New Zealand retail spending on credit and debit cards rose at its fastest pace in seven months in May, with gains across all six retail industries measured.
The value of retail spending on electronic cards rose a seasonally adjusted 1.3 percent in May from a 0.4 percent pace in April and no change in March, Statistics New Zealand said. That was the fastest pace since a 1.8 percent increase in October. (See graph below)

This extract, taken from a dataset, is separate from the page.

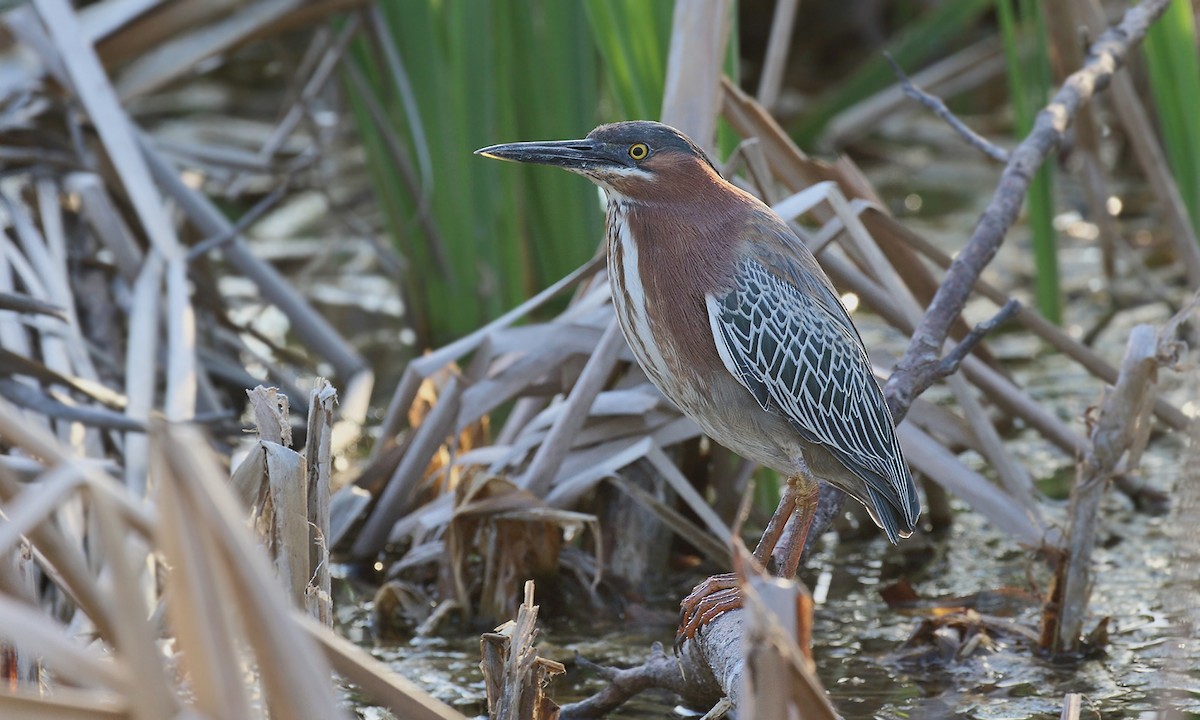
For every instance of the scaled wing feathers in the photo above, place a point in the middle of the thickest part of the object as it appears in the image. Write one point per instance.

Spending appears to have picked up, having dropped off earlier in the year as consumer sentiment was hurt by a slowdown in the housing market and higher credit costs after mortgage lending restrictions introduced by the Reserve Bank in October started to bite and as the central bank began a cycle of interest rate hikes in March. Electronic card transactions account for about two-thirds of all retail spending.
"The solid increase in retail spending in May reflected continued high levels of consumer confidence, which helped to support spending in discretionary areas such as hospitality. Meanwhile, population growth is driving increased spending on necessities such as groceries," ASB Bank economist Christina Leung said in a note. "We expect continued positive developments, such as an ongoing recovery in the labour market, will encourage further growth in consumer spending over the remainder of 2014."
Reserve Bank governor Graeme Wheeler is tomorrow expected to hike the benchmark interest rate for a third time this year and signal further increases are on their way as he attempts to slow inflation.
"With a stronger household sector underpinning continued growth in the New Zealand economy, we expect the RBNZ will continue to tighten monetary policy over 2014 and 2015," said ASB's Leung.
Today's figures showed core retailing, which excludes spending on fuel and auto-related items, gained 1 percent in May, following increases of 0.2 percent the previous two months.
The value of total electronic card purchases, including services, rebounded 1.7 percent to $6.1 billion in May, following declines of 0.2 percent the previous two months.